Other demographic variables, including level of education and duration of illness, also affected later level of function. Although first-episode patients showed a positive association between level of education and future quantity of work, this relationship was not apparent for previously treated patients. This finding suggests that the benefit of education for working that is found for first-episode patients is lost as the illness progresses. Longer duration of illness at intake also had a negative effect on overall symptoms at follow-up. Similar results were found in previous studies in which longer duration of illness was associated with more severe positive symptoms at 2 years, poorer social and occupational function before presentation for treatment, and poorer outcome at 1 and 3 years in first-episode and previously treated patients
(11,
32). Similarly, our results are consistent with studies showing that a lag to treatment is an important determinant of time to remission and level of remission in schizophrenia
(2).
One encouraging outcome of this study was that patients’ level of function increased over time; this change was also reflected in decreased levels of depressive, negative, and positive symptoms. It is interesting to note that our analyses suggest that neither sex nor treatment status altered the stability of the scale scores over time. This was true despite our finding that male patients had lower levels of function at follow-up than female patients. However, our interpretations have several limitations. The study participants included high-functioning patients with stable living arrangements in the community who were able to remain in longitudinal research protocols. Outcomes may also have been influenced by the psychiatric care that was available. All participants had access to continuous care in the Schizophrenia Research Center for as long as they wished, regardless of their financial status. Approximately one-half of the participants chose to receive care in this setting, which may not be representative of outpatient care in many communities and may bias the results. Also, the majority of patients came to our attention after either inpatient admission or entry/reentry into outpatient care. Although this study was not designed to examine the effects of therapeutic interventions, all participants remained in care and were followed throughout the study interval, which could account for the general improvement in all measures over time. Also, several Level of Function scale items (e.g., items measuring nonhospitalization, quantity of work, fullness of life, and overall level of function) lacked sufficient representation for the most impaired categories. Although it was advantageous to obtain prognostic indicators in a cohort of patients who were engaged in stable long-term care, this design feature may limit generalizability. For instance, the patients in our study were not frequently hospitalized, resulting in decreased variability on the Level of Function scale item measuring nonhospitalization. The study included a relatively large cohort of rigorously characterized patients for a longitudinal study, but even with 98 patients, our ability to detect some interactions was likely to have been limited due to lack of power.

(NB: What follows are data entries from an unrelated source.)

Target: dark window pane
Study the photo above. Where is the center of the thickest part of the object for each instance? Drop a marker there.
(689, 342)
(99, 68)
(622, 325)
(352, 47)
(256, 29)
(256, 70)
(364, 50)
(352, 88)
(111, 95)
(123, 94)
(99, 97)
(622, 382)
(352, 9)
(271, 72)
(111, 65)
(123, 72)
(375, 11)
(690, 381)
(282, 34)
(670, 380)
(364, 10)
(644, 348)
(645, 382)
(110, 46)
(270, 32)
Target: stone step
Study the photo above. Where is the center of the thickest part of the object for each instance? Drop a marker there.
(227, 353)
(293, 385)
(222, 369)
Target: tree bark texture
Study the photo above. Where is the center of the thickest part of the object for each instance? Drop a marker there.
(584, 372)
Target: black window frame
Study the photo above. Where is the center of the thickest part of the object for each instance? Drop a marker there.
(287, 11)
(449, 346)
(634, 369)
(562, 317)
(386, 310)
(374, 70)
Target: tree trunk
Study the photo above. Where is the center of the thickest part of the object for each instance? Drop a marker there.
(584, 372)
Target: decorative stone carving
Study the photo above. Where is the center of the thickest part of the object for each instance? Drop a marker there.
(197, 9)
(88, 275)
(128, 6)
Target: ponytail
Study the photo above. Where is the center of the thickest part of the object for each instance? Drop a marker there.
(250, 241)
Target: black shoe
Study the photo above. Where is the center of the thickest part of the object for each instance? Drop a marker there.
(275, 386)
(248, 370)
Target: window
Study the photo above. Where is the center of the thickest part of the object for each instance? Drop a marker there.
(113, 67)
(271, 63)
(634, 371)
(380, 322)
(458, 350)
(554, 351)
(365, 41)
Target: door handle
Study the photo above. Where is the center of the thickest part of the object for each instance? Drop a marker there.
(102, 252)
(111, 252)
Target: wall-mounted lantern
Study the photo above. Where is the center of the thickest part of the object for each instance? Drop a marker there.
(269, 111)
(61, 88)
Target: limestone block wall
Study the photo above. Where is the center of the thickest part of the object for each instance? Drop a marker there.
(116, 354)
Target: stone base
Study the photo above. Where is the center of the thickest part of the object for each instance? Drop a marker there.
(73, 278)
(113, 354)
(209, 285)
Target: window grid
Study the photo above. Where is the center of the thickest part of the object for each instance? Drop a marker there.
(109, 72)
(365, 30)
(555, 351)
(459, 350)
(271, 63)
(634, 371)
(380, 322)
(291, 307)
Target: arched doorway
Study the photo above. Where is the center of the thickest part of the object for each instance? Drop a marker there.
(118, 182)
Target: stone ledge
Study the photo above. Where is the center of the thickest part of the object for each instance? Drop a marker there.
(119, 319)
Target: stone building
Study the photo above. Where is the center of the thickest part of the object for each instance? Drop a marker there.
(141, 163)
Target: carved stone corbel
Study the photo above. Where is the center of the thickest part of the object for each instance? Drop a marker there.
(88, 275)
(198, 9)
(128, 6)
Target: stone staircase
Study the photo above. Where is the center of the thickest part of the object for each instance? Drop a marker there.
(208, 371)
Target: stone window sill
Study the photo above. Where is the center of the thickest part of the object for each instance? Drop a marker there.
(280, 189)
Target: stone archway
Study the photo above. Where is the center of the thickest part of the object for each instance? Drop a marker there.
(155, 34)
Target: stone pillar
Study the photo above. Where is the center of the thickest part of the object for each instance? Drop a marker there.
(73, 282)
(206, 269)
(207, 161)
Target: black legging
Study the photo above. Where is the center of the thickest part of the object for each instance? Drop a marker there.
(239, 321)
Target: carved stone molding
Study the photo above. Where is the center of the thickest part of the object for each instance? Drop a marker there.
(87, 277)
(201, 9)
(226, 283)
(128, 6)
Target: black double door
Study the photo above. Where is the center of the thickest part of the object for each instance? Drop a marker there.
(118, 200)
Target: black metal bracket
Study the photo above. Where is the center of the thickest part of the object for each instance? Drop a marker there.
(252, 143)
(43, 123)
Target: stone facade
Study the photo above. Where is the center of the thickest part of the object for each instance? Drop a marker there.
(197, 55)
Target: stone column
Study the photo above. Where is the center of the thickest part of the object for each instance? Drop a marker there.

This prospective longitudinal study included data collected over a long period of time. Although advantageous for prognostic analyses, the long study period presents the potential for time-related cohort effects, such as effects related to the introduction of newer medications during the study. However, the effect sizes for medication class were small for all outcome measures at follow-up, suggesting that medication class was not a significant confound.
In summary, our results suggest that level of function at intake is among the most important prognostic variables in analyses with a longitudinal prospective designs. Furthermore, analyses that incorporate the specific contributions of sex, treatment status, age, education, and length of illness are useful in assessing functional prognosis as well as symptom progression. Such comprehensive evaluations can help clinicians, patients, and family members have more informed expectations for long-term prognosis on the basis of presentation at intake.